Multi-Agent Neural Rewriter for Vehicle Routing with Limited Disclosure
of Costs
- URL: http://arxiv.org/abs/2206.05990v1
- Date: Mon, 13 Jun 2022 09:17:40 GMT
- Title: Multi-Agent Neural Rewriter for Vehicle Routing with Limited Disclosure
of Costs
- Authors: Nathalie Paul, Tim Wirtz, Stefan Wrobel, Alexander Kister
- Abstract summary: Solving the multi-vehicle routing problem as a team Markov game with partially observable costs.
Our multi-agent reinforcement learning approach, the so-called multi-agent Neural Rewriter, builds on the single-agent Neural Rewriter to solve the problem by iteratively rewriting solutions.

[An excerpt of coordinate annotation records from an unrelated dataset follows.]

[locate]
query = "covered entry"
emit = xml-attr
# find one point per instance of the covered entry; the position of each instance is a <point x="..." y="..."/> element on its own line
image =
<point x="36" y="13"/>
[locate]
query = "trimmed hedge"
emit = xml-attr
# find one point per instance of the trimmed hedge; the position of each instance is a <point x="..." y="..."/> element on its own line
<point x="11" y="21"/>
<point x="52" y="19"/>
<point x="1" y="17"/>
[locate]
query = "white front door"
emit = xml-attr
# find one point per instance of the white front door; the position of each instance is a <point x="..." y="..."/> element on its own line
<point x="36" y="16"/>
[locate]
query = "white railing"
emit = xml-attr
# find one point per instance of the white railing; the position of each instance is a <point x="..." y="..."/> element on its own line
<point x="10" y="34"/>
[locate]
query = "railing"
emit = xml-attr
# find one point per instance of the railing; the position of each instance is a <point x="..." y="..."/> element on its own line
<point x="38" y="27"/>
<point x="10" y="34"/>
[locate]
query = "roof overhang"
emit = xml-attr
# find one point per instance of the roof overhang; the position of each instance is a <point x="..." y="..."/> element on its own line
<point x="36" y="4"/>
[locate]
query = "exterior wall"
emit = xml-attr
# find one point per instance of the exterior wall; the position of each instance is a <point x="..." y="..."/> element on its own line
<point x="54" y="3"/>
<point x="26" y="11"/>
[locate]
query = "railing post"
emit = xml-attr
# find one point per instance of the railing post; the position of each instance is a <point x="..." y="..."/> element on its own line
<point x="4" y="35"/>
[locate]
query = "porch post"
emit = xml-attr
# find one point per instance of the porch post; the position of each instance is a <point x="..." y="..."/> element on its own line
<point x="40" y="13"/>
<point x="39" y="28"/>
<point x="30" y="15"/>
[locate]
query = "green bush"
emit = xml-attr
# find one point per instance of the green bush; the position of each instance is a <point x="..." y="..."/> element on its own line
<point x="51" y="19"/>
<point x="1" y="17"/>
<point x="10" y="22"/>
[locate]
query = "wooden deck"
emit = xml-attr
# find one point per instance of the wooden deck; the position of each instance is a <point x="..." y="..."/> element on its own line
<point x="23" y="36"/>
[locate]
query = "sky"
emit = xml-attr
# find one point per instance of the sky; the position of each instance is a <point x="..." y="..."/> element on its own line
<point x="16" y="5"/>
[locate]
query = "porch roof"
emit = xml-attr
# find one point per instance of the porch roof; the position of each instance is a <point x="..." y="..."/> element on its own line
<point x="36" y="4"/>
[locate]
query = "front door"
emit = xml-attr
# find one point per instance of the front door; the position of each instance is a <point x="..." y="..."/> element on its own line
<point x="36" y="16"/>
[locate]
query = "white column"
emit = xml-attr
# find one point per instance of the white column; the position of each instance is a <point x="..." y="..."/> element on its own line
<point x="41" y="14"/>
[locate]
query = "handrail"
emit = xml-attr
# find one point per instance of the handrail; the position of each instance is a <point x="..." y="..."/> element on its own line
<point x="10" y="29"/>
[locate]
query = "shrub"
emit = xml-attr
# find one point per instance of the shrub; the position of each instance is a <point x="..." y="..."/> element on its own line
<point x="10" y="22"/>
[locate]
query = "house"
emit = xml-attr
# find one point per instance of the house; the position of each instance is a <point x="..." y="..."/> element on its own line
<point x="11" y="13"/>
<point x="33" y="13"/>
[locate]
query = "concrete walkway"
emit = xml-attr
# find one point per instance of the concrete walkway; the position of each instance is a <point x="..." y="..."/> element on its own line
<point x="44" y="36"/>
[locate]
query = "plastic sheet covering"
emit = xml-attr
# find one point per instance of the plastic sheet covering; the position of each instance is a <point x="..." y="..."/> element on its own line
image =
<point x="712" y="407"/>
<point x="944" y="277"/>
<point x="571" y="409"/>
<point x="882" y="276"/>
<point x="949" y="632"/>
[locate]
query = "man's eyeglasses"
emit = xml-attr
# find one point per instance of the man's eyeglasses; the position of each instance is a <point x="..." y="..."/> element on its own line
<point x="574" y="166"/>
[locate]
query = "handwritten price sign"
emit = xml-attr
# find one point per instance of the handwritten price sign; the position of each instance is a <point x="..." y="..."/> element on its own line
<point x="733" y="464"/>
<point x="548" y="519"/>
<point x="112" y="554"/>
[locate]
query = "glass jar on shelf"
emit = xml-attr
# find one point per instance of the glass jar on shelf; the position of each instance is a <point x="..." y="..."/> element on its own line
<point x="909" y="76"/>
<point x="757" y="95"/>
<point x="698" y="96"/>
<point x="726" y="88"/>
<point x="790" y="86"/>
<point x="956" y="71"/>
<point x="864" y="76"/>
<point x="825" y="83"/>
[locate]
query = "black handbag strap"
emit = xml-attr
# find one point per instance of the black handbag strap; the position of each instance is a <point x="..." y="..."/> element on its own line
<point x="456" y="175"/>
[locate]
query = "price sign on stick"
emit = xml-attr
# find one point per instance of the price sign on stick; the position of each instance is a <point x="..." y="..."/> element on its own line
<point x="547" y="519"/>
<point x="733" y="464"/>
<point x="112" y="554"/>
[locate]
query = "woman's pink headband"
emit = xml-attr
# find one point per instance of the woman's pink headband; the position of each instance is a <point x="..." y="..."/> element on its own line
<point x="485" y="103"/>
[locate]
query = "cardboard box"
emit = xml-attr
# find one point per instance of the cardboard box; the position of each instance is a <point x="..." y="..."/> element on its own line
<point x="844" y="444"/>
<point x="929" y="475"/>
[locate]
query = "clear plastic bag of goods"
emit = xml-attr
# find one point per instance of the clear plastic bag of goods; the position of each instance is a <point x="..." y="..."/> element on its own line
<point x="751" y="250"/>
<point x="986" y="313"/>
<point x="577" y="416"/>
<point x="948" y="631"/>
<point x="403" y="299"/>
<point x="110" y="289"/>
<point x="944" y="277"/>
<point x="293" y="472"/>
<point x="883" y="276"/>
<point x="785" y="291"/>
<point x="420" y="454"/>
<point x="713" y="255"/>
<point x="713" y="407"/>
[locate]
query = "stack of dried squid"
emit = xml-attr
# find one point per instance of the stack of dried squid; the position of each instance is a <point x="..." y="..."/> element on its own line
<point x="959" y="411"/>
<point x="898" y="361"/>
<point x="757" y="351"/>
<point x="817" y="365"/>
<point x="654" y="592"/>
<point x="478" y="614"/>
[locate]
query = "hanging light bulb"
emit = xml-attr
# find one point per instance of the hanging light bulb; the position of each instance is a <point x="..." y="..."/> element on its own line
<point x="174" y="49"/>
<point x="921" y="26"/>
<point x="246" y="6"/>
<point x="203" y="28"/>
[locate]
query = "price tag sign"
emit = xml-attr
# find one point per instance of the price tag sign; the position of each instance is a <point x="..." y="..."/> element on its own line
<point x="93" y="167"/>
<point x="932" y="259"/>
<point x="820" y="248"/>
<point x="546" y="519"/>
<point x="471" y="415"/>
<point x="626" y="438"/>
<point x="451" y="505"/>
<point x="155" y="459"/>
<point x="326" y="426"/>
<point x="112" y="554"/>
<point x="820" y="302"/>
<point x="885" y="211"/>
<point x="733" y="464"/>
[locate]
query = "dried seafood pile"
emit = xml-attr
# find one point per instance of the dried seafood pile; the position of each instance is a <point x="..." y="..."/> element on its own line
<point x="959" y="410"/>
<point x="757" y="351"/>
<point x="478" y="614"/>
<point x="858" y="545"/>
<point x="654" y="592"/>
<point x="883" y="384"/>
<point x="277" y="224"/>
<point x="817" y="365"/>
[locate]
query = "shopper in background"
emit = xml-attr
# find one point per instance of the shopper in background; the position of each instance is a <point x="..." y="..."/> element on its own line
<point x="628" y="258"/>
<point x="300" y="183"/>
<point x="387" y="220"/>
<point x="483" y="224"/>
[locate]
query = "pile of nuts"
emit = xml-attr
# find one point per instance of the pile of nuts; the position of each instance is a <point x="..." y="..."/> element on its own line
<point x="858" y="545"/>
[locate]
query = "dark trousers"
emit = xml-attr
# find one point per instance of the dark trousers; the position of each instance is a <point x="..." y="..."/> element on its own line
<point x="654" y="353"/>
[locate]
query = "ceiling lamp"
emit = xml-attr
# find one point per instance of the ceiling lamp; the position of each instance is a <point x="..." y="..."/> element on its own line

- Score: 65.23158435596518
- License: http://arxiv.org/licenses/nonexclusive-distrib/1.0/
- Abstract: We interpret solving the multi-vehicle routing problem as a team Markov game
with partially observable costs. For a given set of customers to serve, the
playing agents (vehicles) have the common goal to determine the team-optimal
agent routes with minimal total cost. Each agent thereby observes only its own
cost. Our multi-agent reinforcement learning approach, the so-called
multi-agent Neural Rewriter, builds on the single-agent Neural Rewriter to
solve the problem by iteratively rewriting solutions. Parallel agent action
execution and partial observability require new rewriting rules for the game.
We propose the introduction of a so-called pool in the system which serves as a
collection point for unvisited nodes. It enables agents to act simultaneously
and exchange nodes in a conflict-free manner. We realize limited disclosure of
agent-specific costs by only sharing them during learning. During inference,
each agents acts decentrally, solely based on its own cost. First empirical
results on small problem sizes demonstrate that we reach a performance close to
the employed OR-Tools benchmark which operates in the perfect cost information
setting.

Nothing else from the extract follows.